UPSERT and More with MERGE
One very common requirement is to merge source data to a target table. For example, merge the daily changes to accounts data from branch office table to central accounts table. On SQL Server version 2005 and prior this was accomplished using separate INSERT and UPDATE statements. This involved checking if key column exists to perform update and insert if not, or attempt an update first and then if not rows were affected perform insert. Not to mention if we have to check if account is missing from the branch office data and needs to be deleted from the central accounts table. That way we end up with multiple (sometimes complex) statements to implement one transaction, accessing both source and target tables multiple times.
SQL Server 2008 offers a lot more elegant way using the MERGE statement (MERGE is supported by ANSI SQL). It makes data merging very simple and elegant, as well as efficient.

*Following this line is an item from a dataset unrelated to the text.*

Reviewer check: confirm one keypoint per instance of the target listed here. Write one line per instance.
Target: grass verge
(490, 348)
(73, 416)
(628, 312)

Here is the base syntax for MERGE:
[ WITH <common_table_expression> [,...n] ]
MERGE
[ TOP ( expression ) [ PERCENT ] ]
[ INTO ] target_table [ [ AS ] table_alias ]
[ WITH ( <merge_hint> ) ]
USING <table_source>
ON <search_condition>
[ WHEN MATCHED [ AND <search_condition> ]
THEN <merge_matched> ]
[ WHEN [TARGET] NOT MATCHED [ AND <search_condition> ]
THEN <merge_not_matched> ]
[ WHEN SOURCE NOT MATCHED [ AND <search_condition> ]
THEN <merge_matched> ]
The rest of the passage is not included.